B.  Express $y$ as a function of $x$ giving $y = f(x) = \frac 5 {10} x - \frac {20} {10}$ (v). Now evaluate $f(8) = \frac 1 2 8 - 2 =4$.

In Solution B we find the linear function being used to solve the problem merely by evaluation  of the function. This evaluation can be visualized both on the graph and the mapping diagram.

For the graph of $f$
: Find $x=8$ on the X axis , then find the point on the graph of $f$ directly above (below) that point, $(8,2)$, determine it's second coordinate, $2$, and that is the desired value for $y$.
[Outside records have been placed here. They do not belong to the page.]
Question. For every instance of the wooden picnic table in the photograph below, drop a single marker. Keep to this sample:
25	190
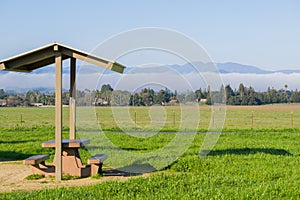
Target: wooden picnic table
71	161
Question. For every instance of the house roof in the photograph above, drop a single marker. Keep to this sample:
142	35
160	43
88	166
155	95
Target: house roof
43	56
For the mapping diagram of $f$
: Find $x=8$ on the X axis , then find the focus point of $f$, $F= [\frac 1 2, -2]$ on the mapping diagram. Draw the line through F and the point $x=8$, to find the point of intersection of this line with the Y axis, $y=2$, which is the desired value for $y$.

Example  4.  Suppose $5x - 10y = 20$ (i) and $y=8$ (ii). Find $x$.
Solution: A. Replace $y$ in the equation (i) by $8$ to give the equation $5*x -10*8 = 5x- 80 = 20$ (iii).  This leads to the equation $5x = 100$ (iv) and thus the solution to the solution $x = 20$.
B.  Express $y$ as a function of $x$ giving $y = f(x) = \frac 5 {10} x - \frac {20} {10} = \frac 1 2 x - 2$ (v). Now find x where $f(x) = 8 = \frac 1 2 x - 2$, which leads to $x=20$.
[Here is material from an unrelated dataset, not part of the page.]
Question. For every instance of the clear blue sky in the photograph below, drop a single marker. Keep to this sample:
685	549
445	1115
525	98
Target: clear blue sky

In Solution B we find the linear function being used to solve the problem solving a related equation based on the linear function $f$. This solution can be visualized both on the graph and the mapping diagram.

For the graph of $f$
: Find $y=8$ on the Y axis , then find the point on the graph of $f$ directly right (left)  ofthat point, $(20,8)$, determine it's first coordinate, $20$, and that is the desired value for $x$.

For the mapping diagram of $f$
: Find $y=8$ on the Y axis , then find the focus point of $f$, $F= [\frac 1 2, -2]$ on the mapping diagram. Draw the line through F and the point $y=8$, to find the point of intersection of this line with the X axis, $x=20$, which is the desired value for $x$.